25日、企画財政部と国際金融センターによると、欧州財政危機の震源地のいわゆるPIIGS(ポルトガル、イタリア、アイルランド、ギリシャ、スペイン)の5ヵ国が来年1四半期までに満期を延長しなければならない国債規模は、利子を含めて2075億ユーロ(約311兆ウォン)に達する。アイルランドを除いた4ヵ国の今年第4四半期の債券満期額163億ユーロの13倍に達する金額だ。欧州の財政危機の拡散を防ぐための根本的な対策が講じられなければ、ギリシャはもちろん、イタリアの債務不履行への懸念が高まって、国際金融市場に大型悪材料になる余地が大きい。

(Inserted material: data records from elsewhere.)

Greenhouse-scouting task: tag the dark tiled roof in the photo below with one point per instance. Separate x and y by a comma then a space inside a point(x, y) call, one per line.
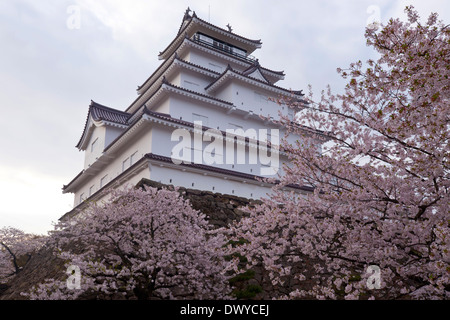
point(229, 68)
point(196, 93)
point(238, 174)
point(100, 112)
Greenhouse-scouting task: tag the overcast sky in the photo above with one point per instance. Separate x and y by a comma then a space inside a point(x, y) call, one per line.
point(57, 55)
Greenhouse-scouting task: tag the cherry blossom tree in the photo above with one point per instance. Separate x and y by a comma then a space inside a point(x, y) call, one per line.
point(16, 249)
point(377, 224)
point(143, 243)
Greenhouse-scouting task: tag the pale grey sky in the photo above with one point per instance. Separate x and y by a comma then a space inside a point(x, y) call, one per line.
point(49, 72)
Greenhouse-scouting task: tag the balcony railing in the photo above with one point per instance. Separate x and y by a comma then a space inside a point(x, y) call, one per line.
point(222, 46)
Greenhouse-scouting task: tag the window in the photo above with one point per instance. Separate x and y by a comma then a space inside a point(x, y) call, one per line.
point(234, 126)
point(215, 67)
point(260, 98)
point(133, 158)
point(191, 85)
point(103, 181)
point(94, 145)
point(125, 164)
point(199, 117)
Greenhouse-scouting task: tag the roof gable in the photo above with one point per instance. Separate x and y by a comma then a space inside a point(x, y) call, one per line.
point(101, 115)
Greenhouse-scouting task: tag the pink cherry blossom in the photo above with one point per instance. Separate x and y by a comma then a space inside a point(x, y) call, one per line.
point(381, 182)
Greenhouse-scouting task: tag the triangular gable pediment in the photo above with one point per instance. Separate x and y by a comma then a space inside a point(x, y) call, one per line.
point(99, 115)
point(258, 75)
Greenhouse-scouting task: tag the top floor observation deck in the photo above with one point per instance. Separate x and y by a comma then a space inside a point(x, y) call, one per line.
point(222, 46)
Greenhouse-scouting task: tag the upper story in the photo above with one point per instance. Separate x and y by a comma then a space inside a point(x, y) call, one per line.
point(207, 74)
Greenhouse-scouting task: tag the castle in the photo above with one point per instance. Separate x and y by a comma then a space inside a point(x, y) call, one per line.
point(196, 122)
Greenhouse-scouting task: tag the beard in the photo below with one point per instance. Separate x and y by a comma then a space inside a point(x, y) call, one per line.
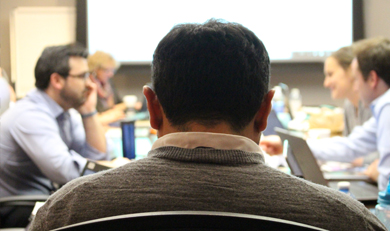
point(72, 98)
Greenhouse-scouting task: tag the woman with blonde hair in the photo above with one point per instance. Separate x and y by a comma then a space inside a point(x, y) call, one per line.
point(102, 67)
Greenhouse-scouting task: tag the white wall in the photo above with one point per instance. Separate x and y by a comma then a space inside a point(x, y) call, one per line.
point(308, 77)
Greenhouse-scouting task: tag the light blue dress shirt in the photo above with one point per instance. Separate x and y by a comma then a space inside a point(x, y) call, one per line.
point(40, 144)
point(371, 136)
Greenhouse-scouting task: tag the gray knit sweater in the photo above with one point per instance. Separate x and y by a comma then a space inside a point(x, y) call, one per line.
point(207, 179)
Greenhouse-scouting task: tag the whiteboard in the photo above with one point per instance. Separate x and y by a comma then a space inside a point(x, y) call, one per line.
point(31, 30)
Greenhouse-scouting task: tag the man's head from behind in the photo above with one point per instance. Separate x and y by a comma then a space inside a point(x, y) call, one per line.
point(371, 68)
point(210, 73)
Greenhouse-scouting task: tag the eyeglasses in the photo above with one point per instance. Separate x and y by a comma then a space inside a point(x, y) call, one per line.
point(81, 76)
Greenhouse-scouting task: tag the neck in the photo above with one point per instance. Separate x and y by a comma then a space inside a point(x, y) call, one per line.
point(381, 88)
point(222, 128)
point(354, 99)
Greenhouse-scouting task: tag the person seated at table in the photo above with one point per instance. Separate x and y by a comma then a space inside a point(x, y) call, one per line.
point(371, 73)
point(339, 80)
point(43, 141)
point(209, 103)
point(102, 67)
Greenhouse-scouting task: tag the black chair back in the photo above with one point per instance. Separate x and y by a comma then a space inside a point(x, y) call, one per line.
point(187, 220)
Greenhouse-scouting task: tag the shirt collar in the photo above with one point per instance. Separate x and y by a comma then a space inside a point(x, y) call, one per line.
point(193, 140)
point(377, 104)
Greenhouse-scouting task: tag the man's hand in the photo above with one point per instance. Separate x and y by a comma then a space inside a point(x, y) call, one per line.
point(272, 145)
point(372, 170)
point(90, 98)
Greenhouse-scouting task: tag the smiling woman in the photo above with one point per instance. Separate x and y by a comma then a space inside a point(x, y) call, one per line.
point(339, 80)
point(102, 67)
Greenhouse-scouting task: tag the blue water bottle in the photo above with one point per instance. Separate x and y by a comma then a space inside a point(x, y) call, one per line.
point(382, 209)
point(344, 186)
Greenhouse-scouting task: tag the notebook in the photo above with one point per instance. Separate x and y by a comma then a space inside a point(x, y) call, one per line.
point(303, 164)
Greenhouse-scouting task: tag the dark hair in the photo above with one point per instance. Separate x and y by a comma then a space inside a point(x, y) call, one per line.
point(55, 59)
point(376, 58)
point(209, 73)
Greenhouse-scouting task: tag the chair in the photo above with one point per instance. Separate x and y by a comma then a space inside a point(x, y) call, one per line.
point(18, 210)
point(187, 220)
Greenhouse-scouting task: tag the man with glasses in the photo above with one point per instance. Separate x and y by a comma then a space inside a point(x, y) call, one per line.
point(43, 141)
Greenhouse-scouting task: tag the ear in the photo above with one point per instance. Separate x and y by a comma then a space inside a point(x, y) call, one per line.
point(154, 108)
point(373, 79)
point(57, 81)
point(262, 115)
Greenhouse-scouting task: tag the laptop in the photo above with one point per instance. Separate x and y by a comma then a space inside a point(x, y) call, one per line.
point(303, 164)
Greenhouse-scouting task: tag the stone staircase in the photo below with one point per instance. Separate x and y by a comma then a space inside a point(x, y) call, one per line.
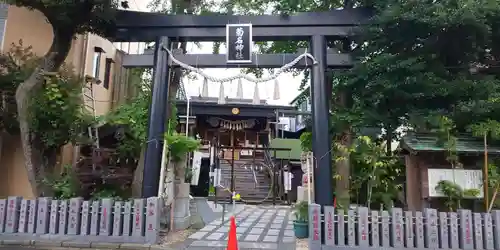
point(244, 179)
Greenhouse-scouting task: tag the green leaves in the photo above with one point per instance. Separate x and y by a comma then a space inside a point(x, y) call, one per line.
point(75, 17)
point(57, 112)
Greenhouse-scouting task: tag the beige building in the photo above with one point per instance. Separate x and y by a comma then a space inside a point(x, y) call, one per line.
point(90, 55)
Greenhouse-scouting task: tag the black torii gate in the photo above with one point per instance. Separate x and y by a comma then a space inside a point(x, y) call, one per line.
point(316, 27)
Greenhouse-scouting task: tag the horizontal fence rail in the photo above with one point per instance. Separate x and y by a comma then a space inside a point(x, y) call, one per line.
point(104, 220)
point(430, 229)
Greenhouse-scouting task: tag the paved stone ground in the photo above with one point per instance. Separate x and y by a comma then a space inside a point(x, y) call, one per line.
point(258, 227)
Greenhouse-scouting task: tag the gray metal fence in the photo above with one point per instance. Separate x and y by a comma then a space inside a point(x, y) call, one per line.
point(362, 228)
point(104, 220)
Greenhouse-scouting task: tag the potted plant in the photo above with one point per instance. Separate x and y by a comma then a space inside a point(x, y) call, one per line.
point(301, 222)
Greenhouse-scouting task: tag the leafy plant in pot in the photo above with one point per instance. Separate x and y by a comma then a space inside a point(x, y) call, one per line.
point(301, 222)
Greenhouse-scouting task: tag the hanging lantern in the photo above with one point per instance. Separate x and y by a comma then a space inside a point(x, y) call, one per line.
point(239, 90)
point(222, 98)
point(276, 90)
point(256, 96)
point(204, 91)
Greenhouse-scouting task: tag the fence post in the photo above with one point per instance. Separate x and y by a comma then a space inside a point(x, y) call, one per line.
point(117, 218)
point(397, 227)
point(444, 230)
point(127, 218)
point(74, 219)
point(351, 234)
point(54, 215)
point(477, 221)
point(94, 218)
point(488, 232)
point(105, 218)
point(314, 227)
point(138, 229)
point(375, 235)
point(419, 230)
point(153, 220)
point(43, 215)
point(3, 213)
point(454, 230)
point(329, 226)
point(386, 234)
point(409, 239)
point(63, 218)
point(85, 226)
point(12, 214)
point(496, 228)
point(363, 229)
point(465, 239)
point(32, 212)
point(431, 229)
point(341, 227)
point(23, 216)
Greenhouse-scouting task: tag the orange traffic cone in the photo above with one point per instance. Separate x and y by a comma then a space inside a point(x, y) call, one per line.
point(232, 241)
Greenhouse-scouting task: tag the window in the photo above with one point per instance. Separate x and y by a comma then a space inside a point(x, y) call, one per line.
point(97, 62)
point(107, 73)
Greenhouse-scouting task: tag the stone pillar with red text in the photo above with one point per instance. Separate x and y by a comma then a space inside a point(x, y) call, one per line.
point(314, 227)
point(153, 207)
point(465, 238)
point(106, 216)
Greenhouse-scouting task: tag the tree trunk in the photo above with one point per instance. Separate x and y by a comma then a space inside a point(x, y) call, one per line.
point(388, 138)
point(139, 176)
point(52, 61)
point(342, 185)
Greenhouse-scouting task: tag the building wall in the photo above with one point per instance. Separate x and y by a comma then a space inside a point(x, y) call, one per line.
point(32, 29)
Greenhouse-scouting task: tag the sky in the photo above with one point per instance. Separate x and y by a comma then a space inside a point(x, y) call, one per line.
point(288, 85)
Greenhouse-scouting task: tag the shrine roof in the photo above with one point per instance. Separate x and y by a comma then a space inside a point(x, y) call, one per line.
point(213, 101)
point(428, 142)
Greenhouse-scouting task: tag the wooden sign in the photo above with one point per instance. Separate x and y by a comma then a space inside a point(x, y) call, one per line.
point(239, 43)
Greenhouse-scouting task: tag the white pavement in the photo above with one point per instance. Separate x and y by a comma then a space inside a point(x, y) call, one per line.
point(258, 227)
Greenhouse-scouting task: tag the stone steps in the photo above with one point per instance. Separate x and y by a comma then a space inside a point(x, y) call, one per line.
point(245, 181)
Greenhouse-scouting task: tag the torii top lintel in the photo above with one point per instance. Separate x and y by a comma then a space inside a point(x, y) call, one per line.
point(132, 26)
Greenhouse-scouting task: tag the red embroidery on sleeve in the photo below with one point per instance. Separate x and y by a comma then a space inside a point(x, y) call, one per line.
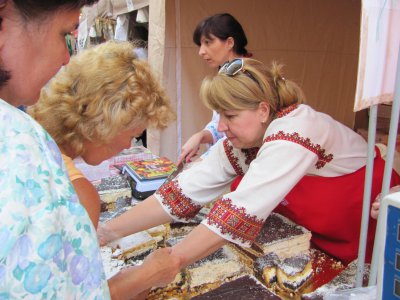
point(178, 204)
point(250, 154)
point(283, 112)
point(306, 143)
point(234, 221)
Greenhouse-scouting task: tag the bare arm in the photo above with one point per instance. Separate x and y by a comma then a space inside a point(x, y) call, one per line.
point(198, 244)
point(89, 198)
point(142, 216)
point(158, 269)
point(191, 147)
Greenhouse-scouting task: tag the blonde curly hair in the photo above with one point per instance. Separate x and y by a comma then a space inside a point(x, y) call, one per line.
point(255, 83)
point(102, 91)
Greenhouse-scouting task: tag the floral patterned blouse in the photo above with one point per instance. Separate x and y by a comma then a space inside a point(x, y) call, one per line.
point(49, 248)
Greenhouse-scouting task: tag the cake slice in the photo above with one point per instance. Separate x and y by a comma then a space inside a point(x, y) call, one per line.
point(211, 271)
point(265, 268)
point(134, 245)
point(292, 273)
point(111, 265)
point(281, 236)
point(175, 290)
point(343, 281)
point(243, 288)
point(160, 233)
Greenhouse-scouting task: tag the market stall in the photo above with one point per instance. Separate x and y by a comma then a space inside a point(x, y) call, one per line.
point(316, 41)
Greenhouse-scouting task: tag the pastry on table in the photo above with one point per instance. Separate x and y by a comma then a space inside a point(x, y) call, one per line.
point(242, 288)
point(294, 272)
point(134, 245)
point(281, 236)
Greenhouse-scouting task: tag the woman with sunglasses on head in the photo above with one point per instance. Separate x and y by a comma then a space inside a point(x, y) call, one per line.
point(48, 243)
point(220, 38)
point(293, 159)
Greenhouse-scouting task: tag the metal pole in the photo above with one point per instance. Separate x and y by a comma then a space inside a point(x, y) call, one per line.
point(378, 245)
point(367, 194)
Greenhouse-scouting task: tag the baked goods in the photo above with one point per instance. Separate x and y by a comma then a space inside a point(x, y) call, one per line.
point(111, 265)
point(344, 280)
point(292, 273)
point(243, 288)
point(211, 271)
point(265, 268)
point(160, 233)
point(134, 245)
point(281, 236)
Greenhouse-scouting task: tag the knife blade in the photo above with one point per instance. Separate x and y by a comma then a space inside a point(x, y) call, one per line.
point(174, 173)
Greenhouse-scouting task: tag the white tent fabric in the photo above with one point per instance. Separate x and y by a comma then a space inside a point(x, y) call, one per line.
point(104, 8)
point(316, 40)
point(379, 46)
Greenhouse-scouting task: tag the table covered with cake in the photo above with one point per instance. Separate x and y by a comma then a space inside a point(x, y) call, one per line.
point(281, 264)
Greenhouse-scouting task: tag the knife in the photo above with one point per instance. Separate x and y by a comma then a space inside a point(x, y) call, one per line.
point(174, 173)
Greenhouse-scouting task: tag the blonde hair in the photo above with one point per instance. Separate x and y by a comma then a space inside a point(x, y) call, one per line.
point(256, 83)
point(103, 90)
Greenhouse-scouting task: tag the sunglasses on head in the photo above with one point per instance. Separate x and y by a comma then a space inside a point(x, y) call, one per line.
point(233, 67)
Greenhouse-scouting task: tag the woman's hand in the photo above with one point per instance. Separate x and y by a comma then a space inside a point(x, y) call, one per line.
point(192, 146)
point(105, 235)
point(162, 266)
point(134, 282)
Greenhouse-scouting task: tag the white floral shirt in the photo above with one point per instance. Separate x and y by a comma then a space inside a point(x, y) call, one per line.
point(48, 245)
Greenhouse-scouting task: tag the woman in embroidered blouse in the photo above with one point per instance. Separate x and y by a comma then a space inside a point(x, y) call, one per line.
point(294, 160)
point(220, 38)
point(48, 244)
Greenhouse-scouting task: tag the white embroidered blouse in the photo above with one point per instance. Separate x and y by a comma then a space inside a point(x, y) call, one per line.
point(301, 141)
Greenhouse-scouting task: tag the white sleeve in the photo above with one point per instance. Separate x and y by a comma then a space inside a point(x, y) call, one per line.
point(276, 170)
point(212, 127)
point(198, 185)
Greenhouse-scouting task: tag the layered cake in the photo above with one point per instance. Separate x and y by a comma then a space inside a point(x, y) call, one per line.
point(292, 273)
point(343, 281)
point(265, 268)
point(111, 265)
point(160, 233)
point(136, 245)
point(175, 290)
point(281, 236)
point(112, 188)
point(211, 271)
point(243, 288)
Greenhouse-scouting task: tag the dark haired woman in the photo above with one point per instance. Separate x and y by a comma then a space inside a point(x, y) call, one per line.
point(220, 38)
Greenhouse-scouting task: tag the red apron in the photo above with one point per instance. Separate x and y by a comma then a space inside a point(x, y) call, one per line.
point(331, 208)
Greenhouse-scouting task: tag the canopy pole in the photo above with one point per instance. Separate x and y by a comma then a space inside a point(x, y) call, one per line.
point(394, 121)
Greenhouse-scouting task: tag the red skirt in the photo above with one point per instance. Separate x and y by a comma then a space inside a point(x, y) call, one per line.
point(331, 208)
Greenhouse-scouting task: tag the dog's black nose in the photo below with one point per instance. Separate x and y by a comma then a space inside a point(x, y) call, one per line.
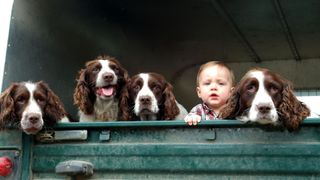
point(108, 77)
point(264, 108)
point(145, 100)
point(34, 118)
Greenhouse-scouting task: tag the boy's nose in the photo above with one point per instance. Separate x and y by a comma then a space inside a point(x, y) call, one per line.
point(213, 86)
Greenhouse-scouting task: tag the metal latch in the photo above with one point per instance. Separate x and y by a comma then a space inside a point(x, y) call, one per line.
point(75, 168)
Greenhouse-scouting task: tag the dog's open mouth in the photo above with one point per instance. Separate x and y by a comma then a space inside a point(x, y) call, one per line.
point(106, 91)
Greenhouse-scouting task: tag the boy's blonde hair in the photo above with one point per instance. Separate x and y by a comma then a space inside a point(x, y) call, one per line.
point(216, 63)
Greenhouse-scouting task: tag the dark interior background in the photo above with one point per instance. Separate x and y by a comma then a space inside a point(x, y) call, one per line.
point(51, 40)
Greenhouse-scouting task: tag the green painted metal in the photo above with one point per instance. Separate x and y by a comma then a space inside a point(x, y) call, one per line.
point(171, 149)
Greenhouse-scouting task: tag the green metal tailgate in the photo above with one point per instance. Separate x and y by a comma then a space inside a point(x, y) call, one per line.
point(170, 149)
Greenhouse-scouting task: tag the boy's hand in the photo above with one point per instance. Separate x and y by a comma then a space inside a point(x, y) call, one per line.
point(192, 119)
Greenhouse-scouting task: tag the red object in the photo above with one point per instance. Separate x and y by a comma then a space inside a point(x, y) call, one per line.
point(5, 166)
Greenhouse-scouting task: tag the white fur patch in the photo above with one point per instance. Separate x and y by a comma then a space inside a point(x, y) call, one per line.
point(262, 98)
point(146, 91)
point(32, 109)
point(105, 69)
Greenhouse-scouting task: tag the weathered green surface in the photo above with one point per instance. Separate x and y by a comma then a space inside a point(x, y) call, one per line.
point(218, 149)
point(11, 146)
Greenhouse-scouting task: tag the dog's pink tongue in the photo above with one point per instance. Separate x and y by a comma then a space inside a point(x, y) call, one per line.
point(107, 91)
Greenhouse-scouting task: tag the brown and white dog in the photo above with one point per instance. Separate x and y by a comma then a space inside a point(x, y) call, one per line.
point(31, 107)
point(151, 98)
point(265, 97)
point(99, 89)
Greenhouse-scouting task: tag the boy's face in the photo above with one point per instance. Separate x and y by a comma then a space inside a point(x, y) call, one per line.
point(214, 87)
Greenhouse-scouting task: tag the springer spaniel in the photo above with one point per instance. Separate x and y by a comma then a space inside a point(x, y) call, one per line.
point(31, 107)
point(151, 98)
point(99, 90)
point(265, 97)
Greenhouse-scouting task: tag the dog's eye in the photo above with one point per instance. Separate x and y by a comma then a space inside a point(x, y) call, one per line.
point(40, 100)
point(156, 88)
point(21, 100)
point(95, 70)
point(136, 88)
point(273, 89)
point(251, 88)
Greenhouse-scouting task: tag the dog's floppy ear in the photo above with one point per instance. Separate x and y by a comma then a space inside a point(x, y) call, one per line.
point(124, 102)
point(291, 111)
point(54, 110)
point(171, 109)
point(81, 94)
point(7, 110)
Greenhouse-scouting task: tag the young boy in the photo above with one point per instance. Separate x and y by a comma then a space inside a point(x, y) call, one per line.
point(215, 82)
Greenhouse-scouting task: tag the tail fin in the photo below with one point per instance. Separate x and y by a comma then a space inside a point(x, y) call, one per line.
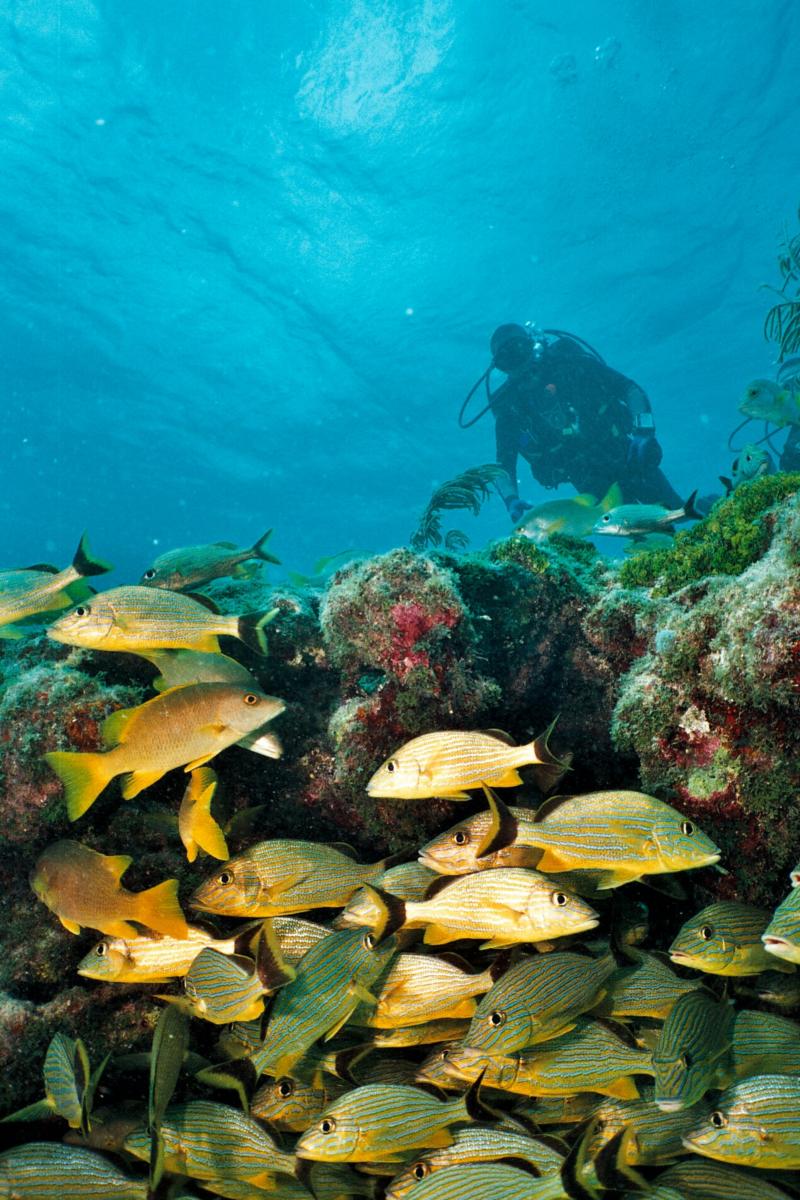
point(251, 629)
point(84, 777)
point(690, 511)
point(160, 909)
point(85, 564)
point(260, 552)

さらに欧州の大型銀行が10月、欧州首脳会議で行われた合意に基づき、来年6月までに自己資本比率を9%へ高めることにしたことによって、韓国など新興国に投資した資金を回収する可能性も高い。最近、欧州銀行監督庁(EBA)のストレステスト結果、欧州12ヵ国の71の大型銀行の中で、自己資本比率9%を達成できなかった銀行は30行に上る。

欧州の大型銀行が資金を回収したら、国内金融市場は為替レートが急騰する(ウォンの価値は下落)など、混乱が避けられない。特に、国内銀行が欧州諸国から借りた資金は592億ドル(68兆800億ウォン)に達するため、国内外国為替市場がドル不足に悩まされることになる。

米国が核兵器開発疑惑が浮き彫りになったイランへの働きかけを強化しているのも韓国経済には悩みの種だ。米国がイランの財政を圧迫するため、イランの石油取引にブレーキをかけたら、原油価格が再び上昇する可能性が高いためだ。イランは世界原油生産量の5.2%を占めている。

北朝鮮変数も突発的な悪材料になりかねない。特に、来年1四半期には金正恩(キム・ジョンウン)労働党中央軍事委員会副委員長の誕生日(1月8日)、金正日(キム・ジョンイル)総書記誕生70周年(2月16日)など、主要記念日が入っている。金正恩副委員長の後継体制が早期に定着できず、北朝鮮で政治不安が広がったり、内部結束のため、南側への軍事的脅威をさらに強化する可能性もある。

このような変数のため、政府は危機管理に尽力する方針だ。財政部は、財政健全性、外貨保有額、経常収支、銀行健全性の4大核心指標の安定的管理に集中する一方、対外の悪材料が発生した時に備えたコンティンジェンシープランも補完している。財政部の関係者は、「来年1四半期には欧州の財政危機など、対外リスクが多くて、不確実性がさらに強まる可能性がある」とし、「悪材料に耐えられる体力をつけることに力を入れる方針だ」と話した。